Remote-based monitoring is usually linked to treatment of chronic health care conditions such as diabetes. Patients that suffer from such disease management conditions are increasingly being monitored outside of the clinical environment. In this instance, remote-based monitoring is favorable as it is very compatible with the patient-centric lens that is becoming ever more important in this field. Patient centricity remains one of the biggest trends currently, and this is shaping the way trials are viewed and conducted.
As patient and advocacy groups continue to grow worldwide, it is becoming more important than ever to incorporate them into the drug development process. The industry is known for being slow to adapt to change, but with the strengthening of remote-based monitoring across many trials, we are seeing an embrace of innovation in order to meet the needs of patients and their families. It also gives clinical research associates (CRAs) and other clinical staff more time to focus on the study itself rather than on the operational constraints.
A clear advantage of remote-based monitoring as stated previously is that it maximizes patient availability and enrolment in clinical trials. Patient recruitment is usually seen as one of the tedious aspects of the clinical trial process and can have serious implications on trial completion. This method also had the ability to affect patient retention as dropout rates are a common aspect of this process; most dropouts occur due to travel inconveniences, and this can be mitigated by the use of remote-based monitoring. There is also an advantage in terms of data quality, as the process allows for data to be accessed instantaneously through the electronic systems. Data transfer is also then much more secure.
Despite the progressive contribution remote-based monitoring brings to clinical trials, there are still many challenges it presents to industry. One of the main challenges is to ensure the data is transmitted from patient monitors to doctors and clinicians efficiently and securely. It is paramount that the volumes of data which is transmitted from continuous patient monitors through cell networks to cloud-based data warehousing systems. Consequently, guaranteeing data security and obeying the Health Insurance Portability and Accountability Act (HIPAA) are two of the chief challenges facing software designers and developers in this space. Another challenge industry is faces is coping with and scrutinizing the mountains of data generated through this method of monitoring.

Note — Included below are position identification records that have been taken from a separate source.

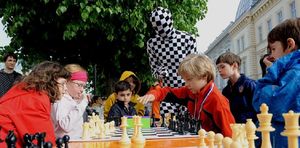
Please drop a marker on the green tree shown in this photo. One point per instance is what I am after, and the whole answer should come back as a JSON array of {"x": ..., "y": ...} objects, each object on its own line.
[{"x": 74, "y": 30}]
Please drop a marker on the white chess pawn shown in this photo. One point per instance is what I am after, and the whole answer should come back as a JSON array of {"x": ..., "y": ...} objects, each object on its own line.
[
  {"x": 265, "y": 126},
  {"x": 202, "y": 135},
  {"x": 250, "y": 132},
  {"x": 291, "y": 128},
  {"x": 124, "y": 139},
  {"x": 140, "y": 139},
  {"x": 218, "y": 140},
  {"x": 227, "y": 142},
  {"x": 211, "y": 139}
]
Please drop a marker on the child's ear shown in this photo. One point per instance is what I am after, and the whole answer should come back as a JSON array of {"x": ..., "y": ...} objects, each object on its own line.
[{"x": 291, "y": 45}]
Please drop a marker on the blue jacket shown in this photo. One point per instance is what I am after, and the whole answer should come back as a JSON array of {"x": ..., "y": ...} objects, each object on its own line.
[
  {"x": 240, "y": 99},
  {"x": 280, "y": 90}
]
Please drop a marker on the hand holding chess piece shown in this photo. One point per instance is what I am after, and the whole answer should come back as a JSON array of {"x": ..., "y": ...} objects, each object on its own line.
[
  {"x": 291, "y": 128},
  {"x": 125, "y": 139}
]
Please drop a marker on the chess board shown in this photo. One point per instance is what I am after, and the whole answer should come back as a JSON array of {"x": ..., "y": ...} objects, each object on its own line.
[{"x": 148, "y": 133}]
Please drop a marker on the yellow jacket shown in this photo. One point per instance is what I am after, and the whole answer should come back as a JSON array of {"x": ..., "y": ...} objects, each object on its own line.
[{"x": 139, "y": 107}]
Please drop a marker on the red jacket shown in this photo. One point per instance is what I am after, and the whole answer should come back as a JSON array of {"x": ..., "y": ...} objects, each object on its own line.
[
  {"x": 25, "y": 112},
  {"x": 215, "y": 114}
]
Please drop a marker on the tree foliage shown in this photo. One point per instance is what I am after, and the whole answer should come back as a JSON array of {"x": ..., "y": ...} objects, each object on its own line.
[{"x": 107, "y": 36}]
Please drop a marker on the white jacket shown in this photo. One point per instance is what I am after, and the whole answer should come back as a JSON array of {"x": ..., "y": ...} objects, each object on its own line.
[{"x": 67, "y": 117}]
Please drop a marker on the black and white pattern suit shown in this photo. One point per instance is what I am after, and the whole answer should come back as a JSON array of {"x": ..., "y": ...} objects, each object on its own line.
[{"x": 166, "y": 50}]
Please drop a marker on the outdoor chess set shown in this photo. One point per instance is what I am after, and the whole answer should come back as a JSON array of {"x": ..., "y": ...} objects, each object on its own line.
[{"x": 243, "y": 135}]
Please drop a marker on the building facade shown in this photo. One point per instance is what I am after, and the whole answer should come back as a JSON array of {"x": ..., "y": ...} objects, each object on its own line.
[{"x": 247, "y": 35}]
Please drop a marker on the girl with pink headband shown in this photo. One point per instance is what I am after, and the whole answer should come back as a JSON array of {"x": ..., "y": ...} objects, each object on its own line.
[{"x": 67, "y": 114}]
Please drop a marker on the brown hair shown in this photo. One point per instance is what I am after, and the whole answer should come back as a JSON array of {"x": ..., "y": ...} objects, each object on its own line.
[
  {"x": 229, "y": 58},
  {"x": 290, "y": 28},
  {"x": 197, "y": 65},
  {"x": 43, "y": 78}
]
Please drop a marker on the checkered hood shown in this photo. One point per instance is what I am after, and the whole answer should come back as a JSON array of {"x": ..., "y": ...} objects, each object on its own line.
[{"x": 162, "y": 22}]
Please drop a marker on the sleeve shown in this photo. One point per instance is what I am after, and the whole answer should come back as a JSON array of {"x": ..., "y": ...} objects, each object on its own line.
[
  {"x": 108, "y": 103},
  {"x": 279, "y": 92},
  {"x": 35, "y": 117},
  {"x": 67, "y": 118},
  {"x": 153, "y": 60}
]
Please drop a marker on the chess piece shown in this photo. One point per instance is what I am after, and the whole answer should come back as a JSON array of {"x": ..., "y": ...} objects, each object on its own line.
[
  {"x": 265, "y": 127},
  {"x": 139, "y": 139},
  {"x": 59, "y": 143},
  {"x": 211, "y": 139},
  {"x": 41, "y": 139},
  {"x": 227, "y": 142},
  {"x": 11, "y": 139},
  {"x": 250, "y": 132},
  {"x": 125, "y": 139},
  {"x": 239, "y": 134},
  {"x": 202, "y": 136},
  {"x": 235, "y": 144},
  {"x": 48, "y": 145},
  {"x": 218, "y": 140},
  {"x": 291, "y": 128},
  {"x": 28, "y": 141},
  {"x": 163, "y": 124},
  {"x": 66, "y": 139},
  {"x": 85, "y": 132}
]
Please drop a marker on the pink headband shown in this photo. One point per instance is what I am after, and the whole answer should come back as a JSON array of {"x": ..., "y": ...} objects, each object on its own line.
[{"x": 81, "y": 76}]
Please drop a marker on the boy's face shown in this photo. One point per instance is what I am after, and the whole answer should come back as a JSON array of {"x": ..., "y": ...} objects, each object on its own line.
[
  {"x": 124, "y": 96},
  {"x": 194, "y": 84},
  {"x": 131, "y": 82},
  {"x": 226, "y": 70},
  {"x": 277, "y": 50}
]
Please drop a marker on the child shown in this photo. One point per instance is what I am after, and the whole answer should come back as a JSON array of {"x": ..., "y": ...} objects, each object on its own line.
[
  {"x": 206, "y": 102},
  {"x": 68, "y": 113},
  {"x": 123, "y": 105},
  {"x": 239, "y": 89},
  {"x": 135, "y": 86},
  {"x": 26, "y": 107},
  {"x": 279, "y": 88}
]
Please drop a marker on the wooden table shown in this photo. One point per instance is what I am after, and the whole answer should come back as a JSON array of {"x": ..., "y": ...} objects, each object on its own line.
[{"x": 150, "y": 143}]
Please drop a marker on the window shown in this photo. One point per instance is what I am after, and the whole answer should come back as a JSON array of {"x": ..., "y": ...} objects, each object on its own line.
[
  {"x": 238, "y": 45},
  {"x": 242, "y": 43},
  {"x": 293, "y": 9},
  {"x": 279, "y": 17},
  {"x": 259, "y": 30},
  {"x": 269, "y": 23}
]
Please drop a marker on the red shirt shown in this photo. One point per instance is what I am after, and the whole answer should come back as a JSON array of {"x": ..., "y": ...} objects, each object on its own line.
[
  {"x": 215, "y": 112},
  {"x": 25, "y": 112}
]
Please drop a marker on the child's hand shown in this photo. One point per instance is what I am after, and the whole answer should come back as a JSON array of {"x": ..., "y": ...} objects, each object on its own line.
[
  {"x": 268, "y": 60},
  {"x": 146, "y": 98}
]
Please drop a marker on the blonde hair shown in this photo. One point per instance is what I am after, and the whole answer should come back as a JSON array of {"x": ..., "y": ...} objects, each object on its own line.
[
  {"x": 74, "y": 68},
  {"x": 197, "y": 65}
]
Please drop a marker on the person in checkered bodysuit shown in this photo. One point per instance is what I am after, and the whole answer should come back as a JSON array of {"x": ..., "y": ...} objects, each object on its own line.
[{"x": 166, "y": 50}]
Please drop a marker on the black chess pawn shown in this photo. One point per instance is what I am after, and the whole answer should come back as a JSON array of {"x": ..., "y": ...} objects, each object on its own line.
[
  {"x": 48, "y": 145},
  {"x": 163, "y": 124},
  {"x": 11, "y": 139},
  {"x": 66, "y": 139},
  {"x": 41, "y": 139},
  {"x": 59, "y": 142}
]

If you look from a site perspective, the use of remote-based monitoring can adversely affect the relationship with the sponsors, and this dynamic is very crucial, not only for the communication and understanding of the protocol, but for the success of the trial. So as remote-based monitoring seeks to improve certain parts of the process it may also exacerbate other challenges, such as trial design.
On the whole remote-based monitoring embodies the future of patient engagement, and this is integral if we want clinical trials to be a global and contemporary industry.